Die Nachfolge Liermanns trat im Jahre 1960 Klaus Obermayer an, der sich seit 1982 um eine Umbenennung der Einrichtung in „Hans-Liermann-Institut“ bemühte. Das Vorhaben wurde von Beginn an vom Landeskirchenrat der Ev.-Luth. Kirche in Bayern aufgenommen und unterstützt. Die Umbenennung sollte nicht nur Liermanns Lebenswerk würdigen, sondern zugleich auch die Notwendigkeit des Fortbestandes des Instituts als einer in Deutschland einmaligen Einrichtung betonen. Mit Schreiben vom 10. März 1983 entsprach das Bayerische Staatsministerium für Unterricht und Kultus im Einvernehmen mit der Universität der Bitte des Landeskirchenrats. Zur Bedeutung der mit Wirkung zum 1. April 1983 erfolgten Umbenennung wurde darin ausgeführt:
„Mit der Umbenennung sollten nicht nur die besonderen Verdienste des am 22. Februar 1976 verstorbenen Prof. Dr. Dr. Hans Liermann um das evangelische Kirchenrecht und das von ihm begründete Institut für Kirchenrecht, das eine im Bundesgebiet einmalige Institution darstellt, gewürdigt werden; vielmehr wollte die Universität auch zum Ausdruck bringen, daß die Juristische Fakultät das Erbe Liermanns als verpflichtend ansieht und daß auch in Zukunft das evangelische Kirchenrecht an der Universität Erlangen-Nürnberg eine besondere und dauernde Pflegestätte behält.“
Ausweis der Bedeutung des Instituts für die evangelische Kirche ist die finanzielle Unterstützung der Arbeit durch die Zuweisung von Sondermitteln aus dem Kirchenhaushalt für die Anschaffung von Büchern und für die Beschäftigung eines theologischen Mitarbeiters. Die Besetzung des Lehrstuhls erfolgte zudem – zuletzt 1987 mit Prof. Dr. Christoph Link und im Oktober 2001 mit Prof. Dr. Heinrich de Wall – stets im Einvernehmen mit der Ev.-Luth. Kirche in Bayern.
Von 1987 bis 2001 hatte Christoph Link den Lehrstuhl für Kirchenrecht, Staats- und Verwaltungsrecht inne.

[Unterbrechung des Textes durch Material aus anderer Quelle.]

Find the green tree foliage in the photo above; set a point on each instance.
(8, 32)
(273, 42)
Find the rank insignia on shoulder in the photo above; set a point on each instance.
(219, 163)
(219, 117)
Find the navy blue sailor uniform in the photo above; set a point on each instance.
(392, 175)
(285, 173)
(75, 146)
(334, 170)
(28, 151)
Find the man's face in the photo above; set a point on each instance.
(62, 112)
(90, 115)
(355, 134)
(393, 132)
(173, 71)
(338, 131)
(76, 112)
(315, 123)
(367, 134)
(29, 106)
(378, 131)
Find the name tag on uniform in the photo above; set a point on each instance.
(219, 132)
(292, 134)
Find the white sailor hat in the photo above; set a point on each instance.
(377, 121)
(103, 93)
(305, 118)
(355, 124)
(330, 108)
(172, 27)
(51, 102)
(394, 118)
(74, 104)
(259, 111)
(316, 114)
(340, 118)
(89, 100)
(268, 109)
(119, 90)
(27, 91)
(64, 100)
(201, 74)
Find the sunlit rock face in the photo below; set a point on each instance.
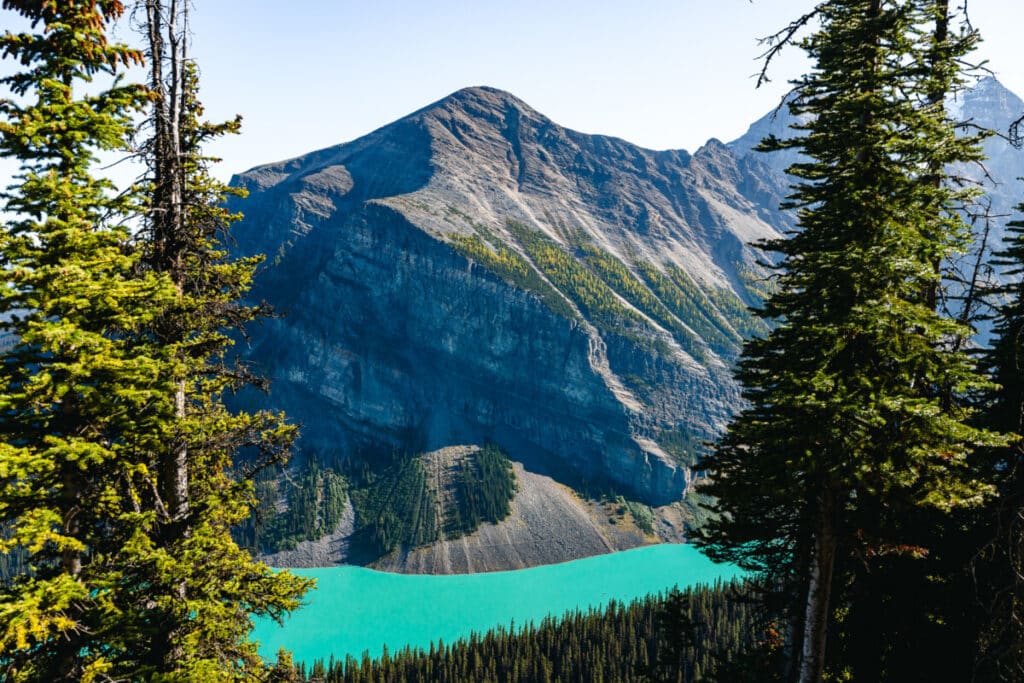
(476, 272)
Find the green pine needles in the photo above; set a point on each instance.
(858, 415)
(120, 367)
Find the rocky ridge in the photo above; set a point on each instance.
(475, 272)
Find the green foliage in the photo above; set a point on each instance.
(313, 504)
(597, 301)
(118, 371)
(688, 633)
(996, 536)
(682, 445)
(484, 487)
(82, 374)
(398, 508)
(514, 269)
(642, 515)
(857, 443)
(619, 278)
(688, 303)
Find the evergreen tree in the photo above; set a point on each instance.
(998, 565)
(117, 467)
(78, 389)
(200, 589)
(857, 420)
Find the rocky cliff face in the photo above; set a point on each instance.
(475, 272)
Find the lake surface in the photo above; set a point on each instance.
(354, 609)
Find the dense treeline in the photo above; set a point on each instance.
(593, 296)
(300, 504)
(397, 508)
(617, 276)
(686, 301)
(514, 269)
(684, 637)
(483, 489)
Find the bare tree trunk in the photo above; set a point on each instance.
(167, 213)
(812, 658)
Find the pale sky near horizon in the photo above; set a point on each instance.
(663, 74)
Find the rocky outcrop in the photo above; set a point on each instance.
(549, 522)
(398, 332)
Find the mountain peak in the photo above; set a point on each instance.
(480, 98)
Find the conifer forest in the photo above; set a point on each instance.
(869, 483)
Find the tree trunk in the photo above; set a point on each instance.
(812, 658)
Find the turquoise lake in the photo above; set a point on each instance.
(354, 609)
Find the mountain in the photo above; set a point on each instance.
(475, 272)
(988, 104)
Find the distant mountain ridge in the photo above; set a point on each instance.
(475, 272)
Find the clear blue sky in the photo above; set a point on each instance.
(665, 74)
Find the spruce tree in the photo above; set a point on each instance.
(77, 389)
(206, 587)
(997, 566)
(857, 417)
(120, 368)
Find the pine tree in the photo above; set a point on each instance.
(199, 587)
(998, 564)
(78, 390)
(117, 471)
(857, 417)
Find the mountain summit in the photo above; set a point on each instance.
(475, 272)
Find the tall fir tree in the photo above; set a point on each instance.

Seit 2001 ist Heinrich de Wall Inhaber des Lehrstuhls und Vorstand des Hans-Liermann-Instituts.
Literatur:
H. Frommer, Die Erlanger Juristenfakultät und das Kirchenrecht 1743-1810, München 1974; H. Liermann, Erlebte Rechtsgeschichte, Neustadt a.d. Aisch 1976; „Das Rechtsinstitut ist bundesweit einzigartig“, in: Ev. Sonntagsblatt (Ausgabe Erlangen) vom 9.9.1990; „Hans-Liermann-Institut“, in: Uni-Kurier, Nr. 49 (Juli 1983), S. 4.; Ch. Link, Das Kirchenrecht in Erlangen, JuS 1993, S. 898 ff; M. Germann/H. de Wall, Kirchenrecht und Staatskirchenrecht in Erlangen 1889-1986, in: dies (Hg.), Bürgerliche Freiheit und Christliche Verantwortung, Festschrift für Christoph Link zum 70. Geburtstag, 2003, S. 19-48.